Bayanati et al. [25] also utilized an approach to differentiate benign and malignant mediastinal lymph. Their approach combined textural (GLCM and GLRL) and shape features with logistic regression and SVM classifiers. When comparing the results of Bayanati et al. [25] with this present work, there are some important topics of discussion. We utilized more texture features (15 against 6), and three different machine learning classifiers against two [25]. The size of our ROI was fixed to decrease the effect of size variation in textural features. We utilized both CT sequences with and without contrast medium and proved that for every classifier, sequences without contrast performs better. In addition, we demonstrated small variability among the five operators in ROI positioning, since they used only one operator. This allowed achieving higher AUC (95%) and sensitivity (89%) in comparison to [25] those obtained by the authors, AUC (87%) and sensitivity (81%).

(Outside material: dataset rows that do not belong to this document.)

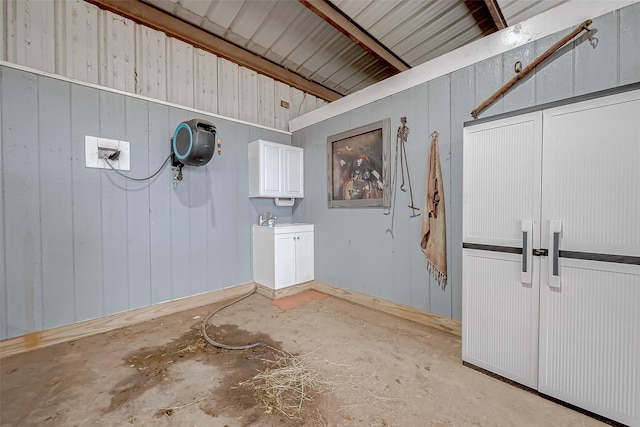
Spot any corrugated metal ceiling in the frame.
[144,0,567,95]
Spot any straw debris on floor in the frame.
[241,351,330,419]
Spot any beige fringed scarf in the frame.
[420,132,447,289]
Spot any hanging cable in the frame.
[201,285,264,350]
[102,152,171,181]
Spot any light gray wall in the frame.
[0,67,292,339]
[293,3,640,319]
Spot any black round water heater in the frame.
[172,119,216,166]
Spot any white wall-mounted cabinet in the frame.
[249,139,304,198]
[253,224,314,290]
[462,91,640,426]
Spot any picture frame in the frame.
[327,118,391,208]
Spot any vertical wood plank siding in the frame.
[291,3,640,319]
[0,66,293,339]
[0,0,325,130]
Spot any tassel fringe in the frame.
[427,260,447,291]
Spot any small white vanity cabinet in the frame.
[253,224,314,290]
[249,139,304,198]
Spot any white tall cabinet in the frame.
[462,90,640,426]
[253,224,314,290]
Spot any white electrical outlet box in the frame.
[84,135,131,171]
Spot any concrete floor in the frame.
[0,294,602,427]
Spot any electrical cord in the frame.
[202,285,264,350]
[102,153,171,181]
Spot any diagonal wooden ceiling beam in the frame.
[85,0,342,101]
[298,0,411,72]
[484,0,507,31]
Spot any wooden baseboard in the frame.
[0,283,254,359]
[0,280,462,359]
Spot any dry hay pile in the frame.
[242,352,329,418]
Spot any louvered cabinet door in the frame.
[462,112,542,388]
[538,91,640,426]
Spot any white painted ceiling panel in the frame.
[140,0,567,95]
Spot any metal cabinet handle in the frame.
[520,219,533,284]
[549,219,562,289]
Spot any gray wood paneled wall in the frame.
[0,66,292,339]
[293,3,640,319]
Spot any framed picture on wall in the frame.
[327,119,391,208]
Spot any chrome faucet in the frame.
[258,212,278,227]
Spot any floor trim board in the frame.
[0,283,253,359]
[0,280,462,359]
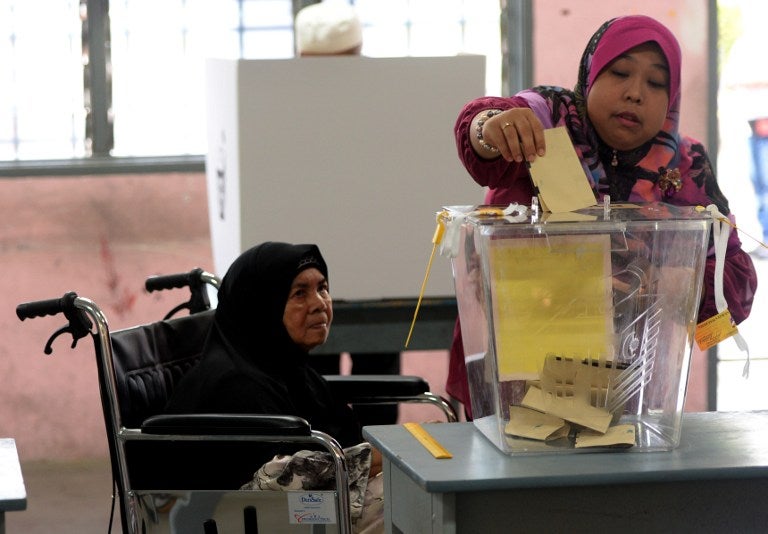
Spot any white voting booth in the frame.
[206,56,485,300]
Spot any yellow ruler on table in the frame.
[403,423,453,460]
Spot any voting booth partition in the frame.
[206,55,485,306]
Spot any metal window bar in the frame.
[0,0,504,177]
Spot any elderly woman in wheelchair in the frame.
[166,242,381,532]
[16,242,456,534]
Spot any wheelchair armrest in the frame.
[323,375,429,404]
[141,414,312,436]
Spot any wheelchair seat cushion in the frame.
[110,310,214,428]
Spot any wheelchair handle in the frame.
[16,292,77,321]
[16,291,93,354]
[144,267,203,293]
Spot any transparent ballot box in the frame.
[450,203,711,453]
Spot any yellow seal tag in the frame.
[694,309,739,350]
[403,423,453,460]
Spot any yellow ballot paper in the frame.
[531,126,597,213]
[489,235,613,380]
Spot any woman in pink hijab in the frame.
[446,15,757,417]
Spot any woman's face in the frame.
[283,268,333,351]
[587,43,669,151]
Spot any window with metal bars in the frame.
[0,0,501,175]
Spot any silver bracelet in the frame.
[475,109,502,152]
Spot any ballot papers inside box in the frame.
[450,203,711,453]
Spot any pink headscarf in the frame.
[585,15,682,110]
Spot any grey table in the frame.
[0,438,27,534]
[363,412,768,534]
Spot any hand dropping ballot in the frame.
[530,126,597,213]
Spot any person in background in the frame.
[294,0,363,57]
[295,0,400,426]
[166,242,383,533]
[447,15,757,418]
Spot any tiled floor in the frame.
[5,459,122,534]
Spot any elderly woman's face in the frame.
[283,268,333,351]
[587,43,669,150]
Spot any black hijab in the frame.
[166,242,362,446]
[214,242,328,368]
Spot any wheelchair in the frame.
[16,269,456,534]
[144,267,458,423]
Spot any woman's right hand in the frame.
[470,108,546,163]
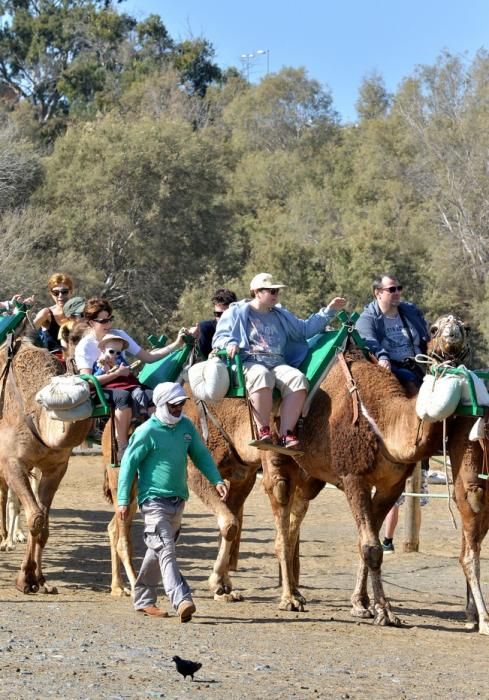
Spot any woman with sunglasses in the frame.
[75,298,186,461]
[34,272,73,351]
[213,272,346,450]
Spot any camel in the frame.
[0,328,92,593]
[182,316,488,633]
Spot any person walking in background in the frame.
[197,288,237,360]
[117,382,228,622]
[356,273,429,553]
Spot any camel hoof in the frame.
[278,599,304,612]
[350,608,374,620]
[293,590,307,605]
[110,586,131,598]
[273,479,289,506]
[374,610,402,627]
[221,523,238,542]
[28,513,44,537]
[214,589,244,603]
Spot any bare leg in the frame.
[114,408,132,447]
[460,533,489,635]
[280,389,307,435]
[249,387,273,429]
[343,475,401,627]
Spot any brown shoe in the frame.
[177,600,195,622]
[136,605,168,617]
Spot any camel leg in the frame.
[343,474,402,627]
[289,470,326,604]
[107,498,137,597]
[15,463,68,593]
[262,453,307,612]
[13,467,41,547]
[0,475,8,551]
[4,489,21,552]
[203,472,248,603]
[351,557,374,619]
[449,434,489,635]
[229,508,243,571]
[6,458,43,536]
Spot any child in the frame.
[93,333,153,418]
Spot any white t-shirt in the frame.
[75,328,141,372]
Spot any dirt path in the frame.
[0,457,489,700]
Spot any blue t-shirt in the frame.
[244,307,287,368]
[384,314,421,362]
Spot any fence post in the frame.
[403,462,421,552]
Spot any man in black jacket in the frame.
[199,288,237,360]
[356,273,429,554]
[356,273,429,395]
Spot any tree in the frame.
[0,123,42,212]
[0,0,136,124]
[355,71,390,120]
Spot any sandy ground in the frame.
[0,457,489,700]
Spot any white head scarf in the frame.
[153,382,188,425]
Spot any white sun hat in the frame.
[250,272,287,292]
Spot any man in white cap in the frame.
[117,382,228,622]
[213,272,346,454]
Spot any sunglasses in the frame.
[168,399,186,411]
[92,316,114,326]
[382,284,402,294]
[258,287,280,297]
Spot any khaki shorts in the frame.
[243,362,309,397]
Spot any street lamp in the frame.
[240,53,255,82]
[240,49,270,82]
[255,49,270,75]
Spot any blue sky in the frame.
[123,0,489,121]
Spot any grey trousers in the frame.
[134,498,192,610]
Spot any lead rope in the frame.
[415,354,458,530]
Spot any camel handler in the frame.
[212,272,346,450]
[117,382,228,622]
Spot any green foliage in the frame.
[0,31,489,363]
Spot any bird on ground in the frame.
[172,656,202,680]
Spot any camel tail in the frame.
[104,469,114,504]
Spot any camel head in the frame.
[428,315,470,365]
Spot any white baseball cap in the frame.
[250,272,287,292]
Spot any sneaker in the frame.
[256,425,273,445]
[136,605,168,617]
[177,600,196,622]
[278,430,299,448]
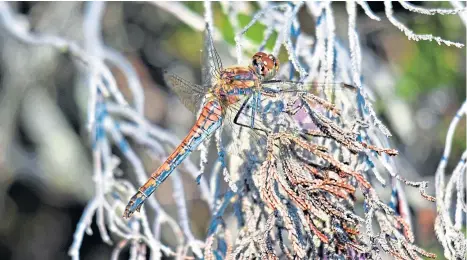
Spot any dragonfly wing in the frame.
[201,24,223,87]
[164,71,206,114]
[262,80,360,117]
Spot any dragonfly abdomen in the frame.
[123,100,222,218]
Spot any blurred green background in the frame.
[0,2,467,259]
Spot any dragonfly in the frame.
[123,27,279,218]
[123,26,360,219]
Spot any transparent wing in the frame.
[201,24,223,88]
[224,81,359,162]
[164,71,206,115]
[262,81,360,123]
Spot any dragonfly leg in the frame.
[234,97,267,133]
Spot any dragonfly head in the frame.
[251,52,279,80]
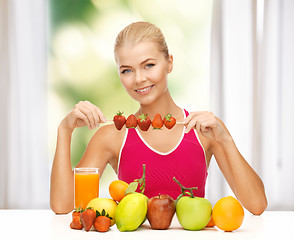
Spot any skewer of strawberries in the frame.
[163,113,176,129]
[138,113,151,131]
[113,111,177,131]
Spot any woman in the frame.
[50,22,267,214]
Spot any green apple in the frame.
[173,177,212,230]
[176,196,212,230]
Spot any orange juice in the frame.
[74,168,99,209]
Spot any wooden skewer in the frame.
[100,120,184,124]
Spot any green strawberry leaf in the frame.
[125,182,139,194]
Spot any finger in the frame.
[86,101,106,127]
[73,108,91,129]
[185,118,197,133]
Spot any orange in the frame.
[109,180,129,202]
[206,216,215,227]
[212,196,244,232]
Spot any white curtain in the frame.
[207,0,294,210]
[0,0,49,208]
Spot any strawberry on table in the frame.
[94,209,112,232]
[81,208,96,232]
[152,113,163,129]
[94,216,111,232]
[70,216,83,230]
[163,113,176,129]
[126,114,138,128]
[113,111,126,130]
[138,113,151,131]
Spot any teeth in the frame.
[137,86,151,92]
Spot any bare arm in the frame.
[185,112,267,215]
[50,101,105,214]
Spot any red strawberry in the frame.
[138,113,151,131]
[113,111,126,130]
[81,208,96,232]
[71,207,82,218]
[126,114,137,128]
[94,216,111,232]
[70,216,83,230]
[152,113,163,129]
[163,113,176,129]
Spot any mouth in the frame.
[135,85,154,95]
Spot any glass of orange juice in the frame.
[74,168,99,209]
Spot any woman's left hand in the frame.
[183,111,230,142]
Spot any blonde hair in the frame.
[114,22,169,59]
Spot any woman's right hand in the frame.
[60,101,106,132]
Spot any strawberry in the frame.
[72,207,82,218]
[113,111,126,130]
[94,216,111,232]
[70,216,83,230]
[94,209,112,232]
[126,114,137,128]
[163,113,176,129]
[81,208,96,232]
[152,113,163,129]
[138,113,151,131]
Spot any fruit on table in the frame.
[81,208,96,232]
[176,196,212,230]
[113,111,126,130]
[147,194,176,229]
[138,113,151,131]
[108,180,129,202]
[174,178,212,230]
[87,198,117,226]
[94,216,111,232]
[70,216,83,230]
[163,113,176,129]
[115,192,148,232]
[152,113,163,129]
[206,215,215,227]
[212,196,244,232]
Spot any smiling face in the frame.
[115,40,173,105]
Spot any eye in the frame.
[146,63,155,68]
[121,69,131,74]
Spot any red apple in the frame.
[147,194,176,229]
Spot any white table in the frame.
[0,210,294,240]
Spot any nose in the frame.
[135,70,147,83]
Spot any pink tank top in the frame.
[118,110,207,199]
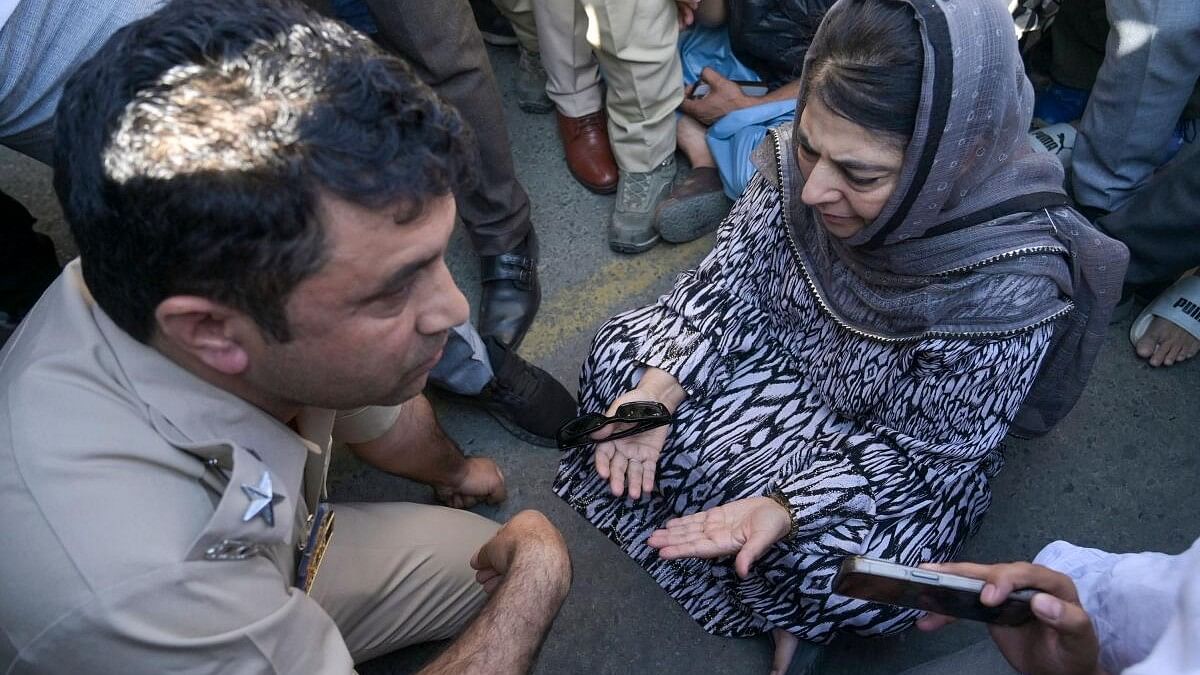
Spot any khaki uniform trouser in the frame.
[496,0,683,172]
[311,502,499,663]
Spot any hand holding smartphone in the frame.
[690,79,770,98]
[833,556,1038,626]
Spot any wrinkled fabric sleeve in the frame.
[334,405,403,443]
[768,327,1052,554]
[635,174,786,398]
[14,556,354,675]
[1033,533,1200,674]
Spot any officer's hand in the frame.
[470,510,571,595]
[679,67,761,126]
[433,458,509,508]
[917,562,1103,675]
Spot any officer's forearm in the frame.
[420,528,571,675]
[348,395,466,485]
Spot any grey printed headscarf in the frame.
[755,0,1128,436]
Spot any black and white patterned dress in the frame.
[554,175,1052,641]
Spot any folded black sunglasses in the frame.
[557,401,671,450]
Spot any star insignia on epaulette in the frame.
[241,471,283,527]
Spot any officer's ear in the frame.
[155,295,258,375]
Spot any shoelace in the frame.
[620,172,653,211]
[576,112,605,136]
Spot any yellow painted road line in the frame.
[521,235,713,363]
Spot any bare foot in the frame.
[1134,316,1200,368]
[676,115,716,168]
[770,628,800,675]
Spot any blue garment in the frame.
[679,26,796,199]
[708,101,796,199]
[679,25,761,84]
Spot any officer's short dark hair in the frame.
[54,0,475,341]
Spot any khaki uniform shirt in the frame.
[0,261,398,674]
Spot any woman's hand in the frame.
[646,497,792,571]
[592,368,686,500]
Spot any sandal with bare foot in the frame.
[1129,268,1200,368]
[770,628,824,675]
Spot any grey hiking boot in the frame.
[608,155,676,253]
[516,47,554,114]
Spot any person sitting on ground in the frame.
[659,0,833,241]
[904,539,1200,675]
[0,0,576,446]
[1036,0,1200,366]
[554,0,1126,671]
[0,0,570,674]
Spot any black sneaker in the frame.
[472,338,576,448]
[470,0,517,47]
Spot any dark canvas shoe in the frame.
[470,338,576,448]
[608,155,676,253]
[655,167,732,244]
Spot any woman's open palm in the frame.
[592,389,671,500]
[647,497,792,578]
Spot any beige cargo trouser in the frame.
[311,502,500,663]
[496,0,683,172]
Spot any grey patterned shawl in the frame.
[755,0,1128,436]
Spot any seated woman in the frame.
[554,0,1126,653]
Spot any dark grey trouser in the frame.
[900,640,1016,675]
[1097,142,1200,285]
[1051,0,1200,211]
[367,0,532,256]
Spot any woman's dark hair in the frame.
[799,0,924,145]
[54,0,475,342]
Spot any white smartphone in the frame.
[833,556,1037,626]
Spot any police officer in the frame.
[0,0,570,674]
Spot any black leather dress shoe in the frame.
[478,231,541,350]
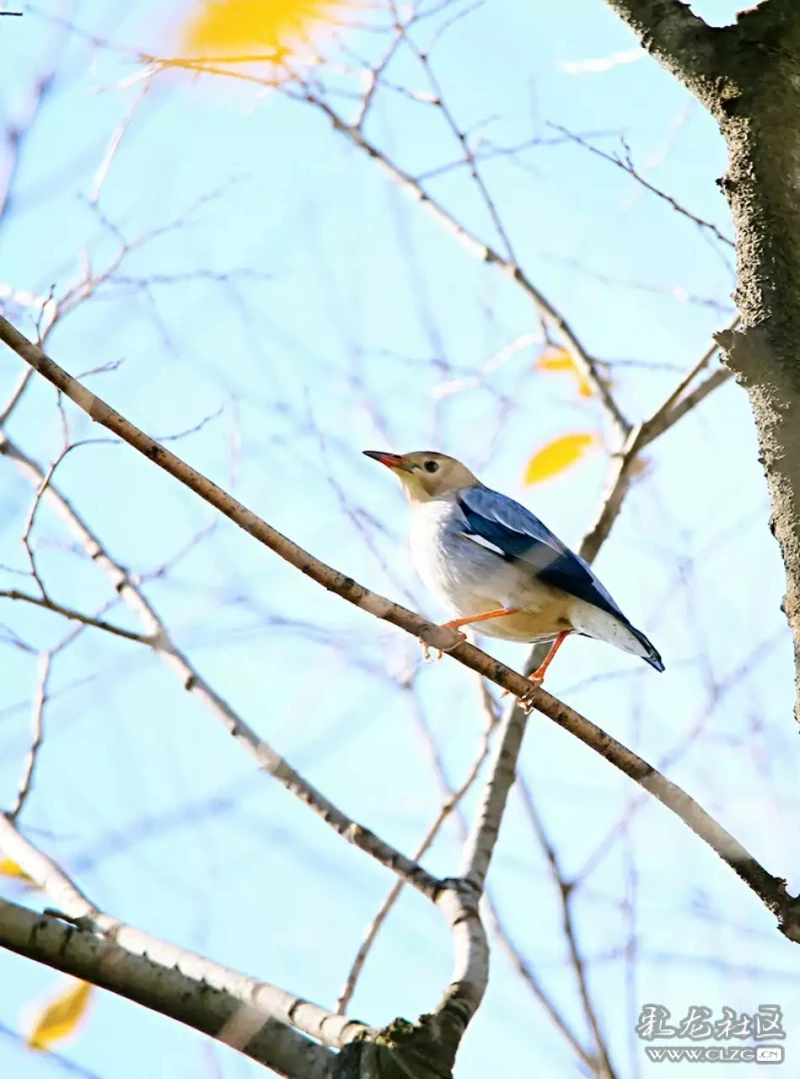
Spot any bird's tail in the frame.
[626,623,664,671]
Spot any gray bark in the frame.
[606,0,800,721]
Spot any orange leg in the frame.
[421,607,519,660]
[528,629,572,685]
[500,629,572,712]
[442,607,519,629]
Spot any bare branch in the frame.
[0,316,800,940]
[547,123,735,247]
[461,702,525,892]
[0,814,369,1057]
[293,90,628,432]
[0,446,440,899]
[336,680,497,1014]
[0,586,158,646]
[606,0,720,101]
[9,652,53,821]
[517,776,615,1079]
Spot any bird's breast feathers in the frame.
[411,498,569,641]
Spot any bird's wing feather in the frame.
[458,487,628,625]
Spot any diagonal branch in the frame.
[0,432,440,899]
[0,586,155,644]
[293,90,628,434]
[0,316,800,943]
[606,0,724,101]
[0,899,336,1079]
[0,814,369,1061]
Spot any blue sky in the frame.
[0,0,800,1079]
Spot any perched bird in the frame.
[364,450,664,684]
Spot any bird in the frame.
[363,450,664,685]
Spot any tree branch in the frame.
[606,0,724,103]
[0,316,800,943]
[0,431,440,899]
[0,899,336,1079]
[0,814,369,1079]
[291,90,629,434]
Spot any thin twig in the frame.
[0,814,369,1048]
[0,446,440,899]
[517,776,615,1079]
[0,588,158,646]
[547,123,736,247]
[291,88,628,433]
[0,316,800,940]
[336,679,497,1014]
[9,652,53,822]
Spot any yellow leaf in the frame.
[523,431,600,484]
[0,858,36,884]
[533,345,593,397]
[28,982,93,1050]
[184,0,337,59]
[630,457,651,476]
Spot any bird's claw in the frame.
[420,638,442,664]
[420,624,466,664]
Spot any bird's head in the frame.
[364,450,478,502]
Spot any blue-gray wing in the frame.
[458,487,628,625]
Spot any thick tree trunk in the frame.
[607,0,800,721]
[718,8,800,720]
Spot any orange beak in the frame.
[363,450,413,472]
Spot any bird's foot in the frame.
[420,638,442,664]
[500,667,544,715]
[420,623,466,664]
[420,619,466,664]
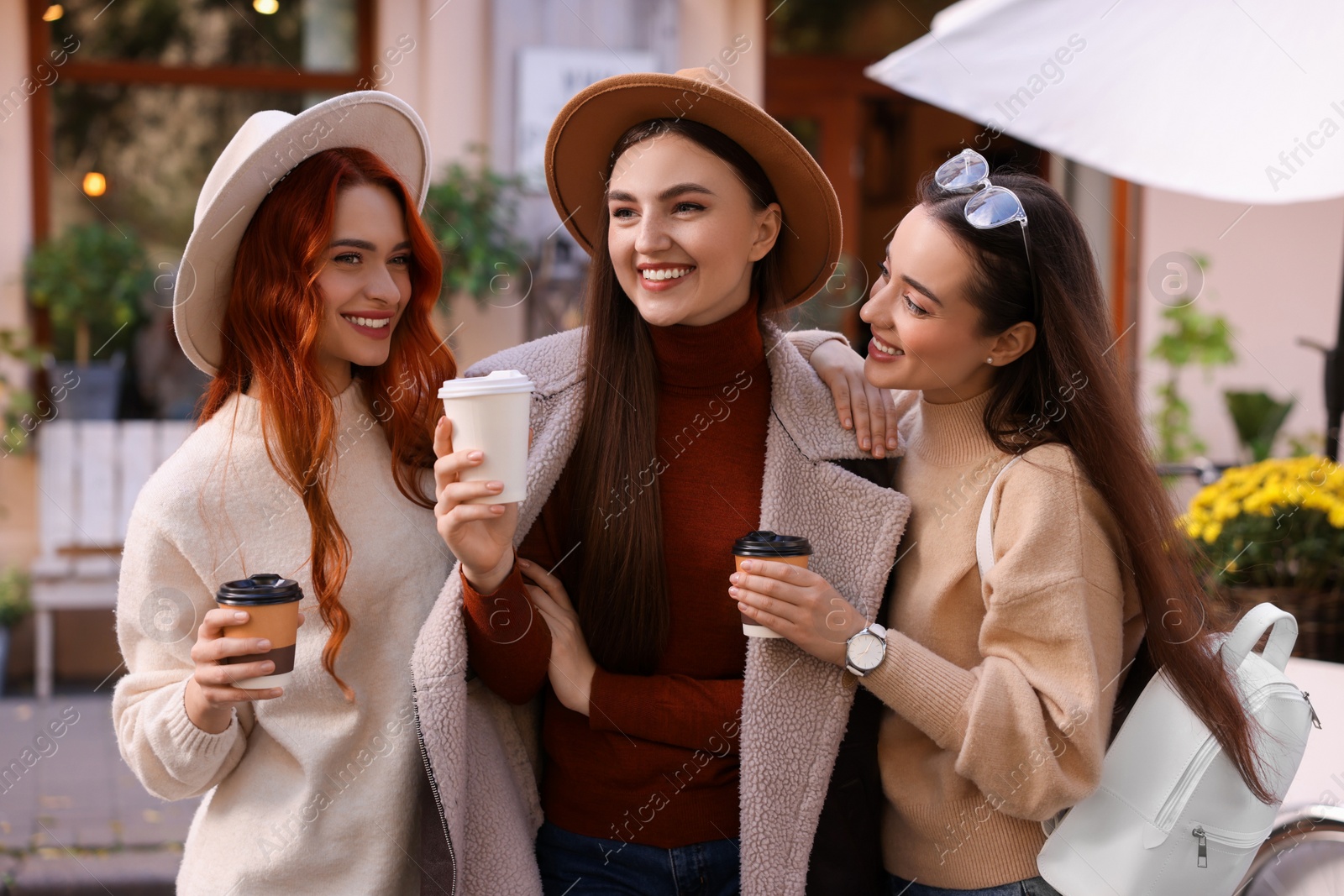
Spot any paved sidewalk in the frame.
[0,694,197,896]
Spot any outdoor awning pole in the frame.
[1326,245,1344,461]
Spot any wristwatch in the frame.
[844,622,887,679]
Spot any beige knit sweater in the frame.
[113,380,452,896]
[863,392,1144,889]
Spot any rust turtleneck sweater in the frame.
[462,292,770,847]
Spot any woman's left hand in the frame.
[517,558,596,716]
[728,560,869,666]
[811,340,899,457]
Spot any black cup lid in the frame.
[732,529,811,558]
[215,572,304,605]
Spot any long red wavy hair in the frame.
[197,148,457,700]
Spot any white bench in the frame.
[32,419,195,700]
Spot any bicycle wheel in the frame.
[1236,806,1344,896]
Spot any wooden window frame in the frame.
[25,0,375,341]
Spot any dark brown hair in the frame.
[570,118,785,674]
[197,148,457,699]
[919,172,1274,804]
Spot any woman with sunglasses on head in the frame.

The application of computational methods with a high sensitivity and accuracy values could help in staging mediastinal lymph nodes in lung cancer patients. In many cases, diagnosis based on image evidence would avoid more unnecessary imaging acquisitions thus being more beneficial for the patients. For example, PET is considered more sensitive than CT, and it allows the metabolic assessment of mediastinal lymph nodes in patients with lung cancer; however, its poor resolution and the potential of false positives diminish its reliability [31, 32]. Another important contribution of this work is to reduce the number of invasive procedures. Even when a trained surgical team and appropriate equipment are available, patients who present serious comorbidities that increase risk, invasive staging will be contraindicated, and a therapeutic decision can be impaired due to imprecise definition of lymph nodes involvement.

Still, due to the relatively small number of cases, this work initiates the discussion about the use of this method and potential further research with broader samples. Regardless, several works were able to contribute meaningfully to the literature in this area, despite the small data set size similar to ours [24, 33,34,35].

Conclusion

In conclusion, we developed a method for the classification of mediastinal lymph nodes in lung cancer patients. The great differential of our approach was that we tested 15 textures, with three machine learning methods and five different operators. After classification with three machine learning approaches, there was a variability of less than 5% on sensitivity among operators, for the best classifier. Texture analysis associated with machine learning may be helpful in the differentiation between neoplastic and benign lymph nodes. They can aid the physician in diagnosis and potentially reduce the number of invasive analysis to histopathological confirmation.